22 Oct 2019
Carbon emissions, the burning of fossil fuels and the escalation of climate change have become a common theme featured on the news. Nation leaders are growing concerned and are looking to take measurements to see their respective countries reduce the amount of emissions. However, it is immensely important to highlight the relationship between the issue of climate change and the economy.
Recent reports have claimed that officials from the federal environment department confirmed that the only country that is using carryover climate credits is Australia. This raises concerns, especially during a time when several activists and organisations are pushing to for nations to unite in order to stop climate change.
NASA claims that on average, the temperature rose 1 degree Celsius since 1880, marking the fastest temperature rise that our planet has ever experienced. In addition, since 1980 $1.6 trillion have been spent on extreme weather. Climate change is also driving a number of industries at risk. People within the agriculture, fishing and forestry industries are encountering new challenges that they may not have a solution to.
Animals are moving to find new land due to flooding and drought.

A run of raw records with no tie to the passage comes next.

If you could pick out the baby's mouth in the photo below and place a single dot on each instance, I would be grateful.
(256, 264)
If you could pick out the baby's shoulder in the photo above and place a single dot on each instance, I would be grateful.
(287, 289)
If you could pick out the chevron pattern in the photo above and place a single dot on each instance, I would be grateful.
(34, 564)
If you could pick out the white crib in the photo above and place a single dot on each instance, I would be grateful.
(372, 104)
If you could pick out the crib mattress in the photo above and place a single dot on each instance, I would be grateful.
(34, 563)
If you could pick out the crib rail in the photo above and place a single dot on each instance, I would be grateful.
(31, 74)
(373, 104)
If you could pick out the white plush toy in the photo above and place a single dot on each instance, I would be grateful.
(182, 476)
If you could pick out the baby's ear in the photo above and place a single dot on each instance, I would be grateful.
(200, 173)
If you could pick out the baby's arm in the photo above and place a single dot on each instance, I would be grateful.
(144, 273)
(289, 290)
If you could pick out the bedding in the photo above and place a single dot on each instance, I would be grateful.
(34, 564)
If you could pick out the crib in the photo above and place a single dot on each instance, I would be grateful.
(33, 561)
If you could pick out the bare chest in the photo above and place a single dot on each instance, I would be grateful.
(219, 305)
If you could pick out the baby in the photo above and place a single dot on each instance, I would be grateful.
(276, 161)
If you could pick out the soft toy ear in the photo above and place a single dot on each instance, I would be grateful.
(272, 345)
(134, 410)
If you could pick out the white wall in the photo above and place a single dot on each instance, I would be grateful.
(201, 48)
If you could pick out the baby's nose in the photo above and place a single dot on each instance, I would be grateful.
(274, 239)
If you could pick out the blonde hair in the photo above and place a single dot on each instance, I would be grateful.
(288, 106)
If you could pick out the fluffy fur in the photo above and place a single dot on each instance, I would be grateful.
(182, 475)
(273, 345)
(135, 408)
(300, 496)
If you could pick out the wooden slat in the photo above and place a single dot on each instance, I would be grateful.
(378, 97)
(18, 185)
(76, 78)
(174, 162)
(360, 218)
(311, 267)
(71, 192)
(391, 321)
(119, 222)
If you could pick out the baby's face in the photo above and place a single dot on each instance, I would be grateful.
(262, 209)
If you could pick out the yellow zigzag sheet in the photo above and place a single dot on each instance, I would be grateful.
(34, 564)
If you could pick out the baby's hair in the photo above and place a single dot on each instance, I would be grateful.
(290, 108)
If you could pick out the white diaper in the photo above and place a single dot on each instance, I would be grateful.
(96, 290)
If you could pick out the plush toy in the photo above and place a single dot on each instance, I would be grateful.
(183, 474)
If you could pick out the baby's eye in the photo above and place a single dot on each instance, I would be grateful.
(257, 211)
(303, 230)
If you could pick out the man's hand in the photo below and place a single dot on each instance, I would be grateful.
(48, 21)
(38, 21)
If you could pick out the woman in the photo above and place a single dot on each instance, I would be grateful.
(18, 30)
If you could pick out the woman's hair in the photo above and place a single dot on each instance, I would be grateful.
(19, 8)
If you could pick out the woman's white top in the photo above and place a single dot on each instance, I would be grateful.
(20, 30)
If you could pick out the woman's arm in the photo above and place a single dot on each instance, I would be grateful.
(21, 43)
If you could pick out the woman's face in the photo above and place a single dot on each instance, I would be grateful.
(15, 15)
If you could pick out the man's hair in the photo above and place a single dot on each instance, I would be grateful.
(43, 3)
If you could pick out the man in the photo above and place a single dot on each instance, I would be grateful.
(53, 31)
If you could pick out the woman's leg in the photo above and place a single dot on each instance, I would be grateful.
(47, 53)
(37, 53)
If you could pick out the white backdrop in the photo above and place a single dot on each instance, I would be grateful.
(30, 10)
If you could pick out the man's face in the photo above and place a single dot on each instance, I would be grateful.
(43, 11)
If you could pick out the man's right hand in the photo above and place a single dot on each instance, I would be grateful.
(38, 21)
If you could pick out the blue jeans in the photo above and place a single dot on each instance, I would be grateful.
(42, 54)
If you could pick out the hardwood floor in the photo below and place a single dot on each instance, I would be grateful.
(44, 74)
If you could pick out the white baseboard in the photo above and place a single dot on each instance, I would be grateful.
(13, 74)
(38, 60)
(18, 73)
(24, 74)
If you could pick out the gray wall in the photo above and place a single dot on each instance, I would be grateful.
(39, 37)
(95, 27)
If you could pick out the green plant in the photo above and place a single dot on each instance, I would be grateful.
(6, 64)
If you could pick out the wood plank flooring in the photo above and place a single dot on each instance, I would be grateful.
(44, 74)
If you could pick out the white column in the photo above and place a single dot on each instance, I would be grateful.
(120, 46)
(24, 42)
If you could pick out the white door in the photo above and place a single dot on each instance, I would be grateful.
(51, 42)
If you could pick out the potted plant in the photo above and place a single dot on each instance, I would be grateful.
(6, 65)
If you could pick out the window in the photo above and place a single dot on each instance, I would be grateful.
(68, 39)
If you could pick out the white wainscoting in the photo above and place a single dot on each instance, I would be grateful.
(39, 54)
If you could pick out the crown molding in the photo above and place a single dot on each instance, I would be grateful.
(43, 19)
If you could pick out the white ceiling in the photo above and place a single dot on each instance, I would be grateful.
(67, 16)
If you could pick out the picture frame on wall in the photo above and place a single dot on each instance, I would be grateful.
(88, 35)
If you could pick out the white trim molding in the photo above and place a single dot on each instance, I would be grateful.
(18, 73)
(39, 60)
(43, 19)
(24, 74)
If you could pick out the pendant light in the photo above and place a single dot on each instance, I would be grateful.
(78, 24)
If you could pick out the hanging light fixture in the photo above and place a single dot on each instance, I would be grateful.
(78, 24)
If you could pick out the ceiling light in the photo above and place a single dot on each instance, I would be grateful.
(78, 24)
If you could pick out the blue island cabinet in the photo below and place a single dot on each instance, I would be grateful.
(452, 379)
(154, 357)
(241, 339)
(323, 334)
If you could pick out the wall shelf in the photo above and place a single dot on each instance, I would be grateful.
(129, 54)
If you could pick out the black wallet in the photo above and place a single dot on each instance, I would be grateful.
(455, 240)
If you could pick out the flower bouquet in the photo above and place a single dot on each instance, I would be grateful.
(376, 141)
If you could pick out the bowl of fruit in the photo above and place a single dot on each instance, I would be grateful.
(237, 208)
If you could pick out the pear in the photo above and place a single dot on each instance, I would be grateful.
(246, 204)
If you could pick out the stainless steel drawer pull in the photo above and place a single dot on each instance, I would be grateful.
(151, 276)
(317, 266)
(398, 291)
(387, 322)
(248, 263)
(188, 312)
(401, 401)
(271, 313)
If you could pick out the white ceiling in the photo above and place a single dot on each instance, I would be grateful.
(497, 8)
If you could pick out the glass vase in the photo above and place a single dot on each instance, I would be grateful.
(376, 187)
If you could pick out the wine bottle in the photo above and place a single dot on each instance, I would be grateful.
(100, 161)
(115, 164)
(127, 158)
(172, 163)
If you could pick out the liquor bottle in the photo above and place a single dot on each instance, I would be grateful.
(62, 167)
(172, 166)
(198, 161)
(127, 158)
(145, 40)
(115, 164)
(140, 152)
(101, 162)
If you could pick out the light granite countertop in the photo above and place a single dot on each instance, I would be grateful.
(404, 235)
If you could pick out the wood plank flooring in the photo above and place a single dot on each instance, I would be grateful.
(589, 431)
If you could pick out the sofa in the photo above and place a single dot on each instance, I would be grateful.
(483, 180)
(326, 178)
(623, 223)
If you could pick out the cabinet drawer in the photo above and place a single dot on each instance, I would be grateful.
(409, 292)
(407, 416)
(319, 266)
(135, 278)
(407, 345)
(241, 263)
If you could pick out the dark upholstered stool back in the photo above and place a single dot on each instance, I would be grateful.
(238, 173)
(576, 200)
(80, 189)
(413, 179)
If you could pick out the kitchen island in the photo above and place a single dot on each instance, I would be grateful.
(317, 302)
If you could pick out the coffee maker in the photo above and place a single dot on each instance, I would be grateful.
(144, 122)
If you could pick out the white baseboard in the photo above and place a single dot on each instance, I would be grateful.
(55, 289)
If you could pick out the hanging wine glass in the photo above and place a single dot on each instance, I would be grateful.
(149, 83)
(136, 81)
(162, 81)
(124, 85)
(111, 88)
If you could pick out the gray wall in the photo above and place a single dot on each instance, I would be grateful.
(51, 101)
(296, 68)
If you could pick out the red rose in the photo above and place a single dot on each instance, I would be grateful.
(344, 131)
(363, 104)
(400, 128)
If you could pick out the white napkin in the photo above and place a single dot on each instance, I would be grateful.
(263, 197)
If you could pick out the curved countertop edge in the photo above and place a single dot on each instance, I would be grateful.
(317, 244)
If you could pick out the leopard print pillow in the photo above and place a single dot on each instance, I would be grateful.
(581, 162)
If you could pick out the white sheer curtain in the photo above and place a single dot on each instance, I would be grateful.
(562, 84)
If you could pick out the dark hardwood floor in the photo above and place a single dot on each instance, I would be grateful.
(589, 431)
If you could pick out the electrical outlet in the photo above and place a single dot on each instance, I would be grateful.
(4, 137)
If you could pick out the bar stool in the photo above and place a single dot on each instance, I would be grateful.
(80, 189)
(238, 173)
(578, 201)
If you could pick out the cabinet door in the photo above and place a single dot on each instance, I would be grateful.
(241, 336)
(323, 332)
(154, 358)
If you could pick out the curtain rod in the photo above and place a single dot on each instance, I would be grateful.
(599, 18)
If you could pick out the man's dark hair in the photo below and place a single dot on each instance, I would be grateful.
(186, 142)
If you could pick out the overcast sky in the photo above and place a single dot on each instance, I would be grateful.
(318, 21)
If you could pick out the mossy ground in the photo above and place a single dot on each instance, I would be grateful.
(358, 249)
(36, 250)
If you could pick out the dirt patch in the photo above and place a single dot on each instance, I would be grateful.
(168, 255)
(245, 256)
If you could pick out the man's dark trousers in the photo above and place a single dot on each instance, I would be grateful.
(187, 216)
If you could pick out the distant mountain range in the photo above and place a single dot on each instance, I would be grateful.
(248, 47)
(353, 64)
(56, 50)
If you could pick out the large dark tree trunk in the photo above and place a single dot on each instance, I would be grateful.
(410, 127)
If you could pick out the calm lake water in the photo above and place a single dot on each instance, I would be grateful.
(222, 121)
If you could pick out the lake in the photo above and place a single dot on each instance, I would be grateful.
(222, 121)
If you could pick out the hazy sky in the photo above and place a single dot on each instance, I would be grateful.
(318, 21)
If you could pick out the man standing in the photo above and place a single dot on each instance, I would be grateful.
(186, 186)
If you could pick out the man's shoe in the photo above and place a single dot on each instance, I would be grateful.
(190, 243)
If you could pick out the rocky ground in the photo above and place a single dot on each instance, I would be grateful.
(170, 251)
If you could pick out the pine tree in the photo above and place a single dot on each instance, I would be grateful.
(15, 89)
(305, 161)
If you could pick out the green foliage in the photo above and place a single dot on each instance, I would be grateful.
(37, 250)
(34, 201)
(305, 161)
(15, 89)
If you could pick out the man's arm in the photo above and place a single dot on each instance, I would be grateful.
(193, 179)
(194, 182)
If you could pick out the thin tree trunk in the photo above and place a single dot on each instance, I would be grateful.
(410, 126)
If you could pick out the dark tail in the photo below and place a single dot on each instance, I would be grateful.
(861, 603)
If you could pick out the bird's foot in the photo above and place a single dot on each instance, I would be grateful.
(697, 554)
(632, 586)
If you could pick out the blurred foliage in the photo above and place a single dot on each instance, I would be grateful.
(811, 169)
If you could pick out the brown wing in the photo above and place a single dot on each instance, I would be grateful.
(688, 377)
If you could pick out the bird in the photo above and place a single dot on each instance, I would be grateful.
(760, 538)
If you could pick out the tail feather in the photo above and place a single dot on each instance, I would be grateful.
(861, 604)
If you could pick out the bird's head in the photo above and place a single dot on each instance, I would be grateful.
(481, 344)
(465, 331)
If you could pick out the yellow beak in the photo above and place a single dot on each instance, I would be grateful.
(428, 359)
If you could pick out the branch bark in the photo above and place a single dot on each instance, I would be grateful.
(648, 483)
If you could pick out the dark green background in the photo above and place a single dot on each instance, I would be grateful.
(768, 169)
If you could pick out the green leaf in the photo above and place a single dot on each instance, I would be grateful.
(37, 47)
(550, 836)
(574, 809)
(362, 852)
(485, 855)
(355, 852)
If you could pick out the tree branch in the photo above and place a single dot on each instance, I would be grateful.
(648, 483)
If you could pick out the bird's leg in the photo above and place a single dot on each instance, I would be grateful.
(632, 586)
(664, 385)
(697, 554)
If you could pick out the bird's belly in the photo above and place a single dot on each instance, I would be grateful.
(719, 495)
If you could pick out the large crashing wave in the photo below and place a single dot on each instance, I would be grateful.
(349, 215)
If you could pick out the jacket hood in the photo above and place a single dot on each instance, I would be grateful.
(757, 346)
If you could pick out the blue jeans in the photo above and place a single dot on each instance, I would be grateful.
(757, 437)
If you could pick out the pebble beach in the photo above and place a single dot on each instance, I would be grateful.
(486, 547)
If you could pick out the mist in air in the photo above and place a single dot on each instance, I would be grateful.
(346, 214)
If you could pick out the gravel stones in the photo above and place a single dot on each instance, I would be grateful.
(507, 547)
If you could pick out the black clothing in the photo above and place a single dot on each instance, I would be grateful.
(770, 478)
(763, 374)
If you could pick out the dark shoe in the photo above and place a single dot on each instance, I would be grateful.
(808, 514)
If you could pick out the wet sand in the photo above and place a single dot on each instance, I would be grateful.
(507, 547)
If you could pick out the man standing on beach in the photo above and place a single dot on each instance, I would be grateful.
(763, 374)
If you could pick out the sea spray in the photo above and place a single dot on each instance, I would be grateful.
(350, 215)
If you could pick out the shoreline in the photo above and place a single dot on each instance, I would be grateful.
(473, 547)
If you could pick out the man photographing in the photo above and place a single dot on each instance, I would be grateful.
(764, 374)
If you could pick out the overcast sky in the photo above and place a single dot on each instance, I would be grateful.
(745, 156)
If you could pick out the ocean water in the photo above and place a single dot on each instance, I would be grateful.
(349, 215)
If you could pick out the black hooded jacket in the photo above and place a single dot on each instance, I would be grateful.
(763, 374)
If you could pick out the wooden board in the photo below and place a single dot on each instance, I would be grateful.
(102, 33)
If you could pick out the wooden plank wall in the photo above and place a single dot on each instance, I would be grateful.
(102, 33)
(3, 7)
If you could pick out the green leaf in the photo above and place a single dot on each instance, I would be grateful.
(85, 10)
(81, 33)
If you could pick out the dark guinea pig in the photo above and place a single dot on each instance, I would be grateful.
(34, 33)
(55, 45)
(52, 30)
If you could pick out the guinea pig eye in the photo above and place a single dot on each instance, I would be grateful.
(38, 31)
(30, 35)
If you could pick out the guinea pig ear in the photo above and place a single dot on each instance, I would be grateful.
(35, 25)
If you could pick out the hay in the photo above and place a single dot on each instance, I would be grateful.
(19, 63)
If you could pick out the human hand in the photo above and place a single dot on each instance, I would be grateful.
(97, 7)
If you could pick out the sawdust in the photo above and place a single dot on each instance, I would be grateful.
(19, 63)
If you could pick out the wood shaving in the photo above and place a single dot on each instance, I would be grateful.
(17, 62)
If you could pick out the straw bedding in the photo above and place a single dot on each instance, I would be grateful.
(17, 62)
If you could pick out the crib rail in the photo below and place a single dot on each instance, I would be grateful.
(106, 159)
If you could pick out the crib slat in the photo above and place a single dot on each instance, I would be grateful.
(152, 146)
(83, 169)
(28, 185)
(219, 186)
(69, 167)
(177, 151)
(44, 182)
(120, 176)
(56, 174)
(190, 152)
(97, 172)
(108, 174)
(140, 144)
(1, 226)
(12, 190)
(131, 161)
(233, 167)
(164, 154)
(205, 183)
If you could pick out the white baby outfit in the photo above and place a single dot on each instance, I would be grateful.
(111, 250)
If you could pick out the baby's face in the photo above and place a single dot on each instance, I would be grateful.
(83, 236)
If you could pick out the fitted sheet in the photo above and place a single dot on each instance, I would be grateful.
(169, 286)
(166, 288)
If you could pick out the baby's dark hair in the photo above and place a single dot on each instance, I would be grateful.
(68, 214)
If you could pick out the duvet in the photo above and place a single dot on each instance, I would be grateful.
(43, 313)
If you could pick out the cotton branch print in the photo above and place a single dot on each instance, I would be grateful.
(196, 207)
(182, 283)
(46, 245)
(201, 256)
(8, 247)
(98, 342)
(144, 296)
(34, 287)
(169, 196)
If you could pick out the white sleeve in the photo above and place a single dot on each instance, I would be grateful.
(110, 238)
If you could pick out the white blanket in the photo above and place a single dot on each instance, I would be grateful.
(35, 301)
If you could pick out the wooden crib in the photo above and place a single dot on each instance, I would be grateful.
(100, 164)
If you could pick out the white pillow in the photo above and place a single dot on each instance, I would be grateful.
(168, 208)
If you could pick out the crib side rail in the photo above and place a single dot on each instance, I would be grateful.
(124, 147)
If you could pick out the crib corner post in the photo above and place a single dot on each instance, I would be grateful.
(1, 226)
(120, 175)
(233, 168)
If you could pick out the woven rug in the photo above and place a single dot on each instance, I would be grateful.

Reports suggest that only 67% of corn crops have been planted, against the amount in June 2018. Crops are also on the receiving end of increased heat and drought and a rising temperature may lead to a 5%-15% decline of crop production.
Logically, as the temperature increases, ice melts. This would result in countries that usually act as popular travel destinations due to snow recreation activities see less people visiting. Furthermore, bad and unpredictable weather patterns could also hinder businesses and their transportation of goods.
However, an opportunity has emerged from this crisis. A way to reduce emissions is by investing more in renewable sources of energy. There is a higher demand for cleaner energy and a greener lifestyle that could potentially result in more job opportunities.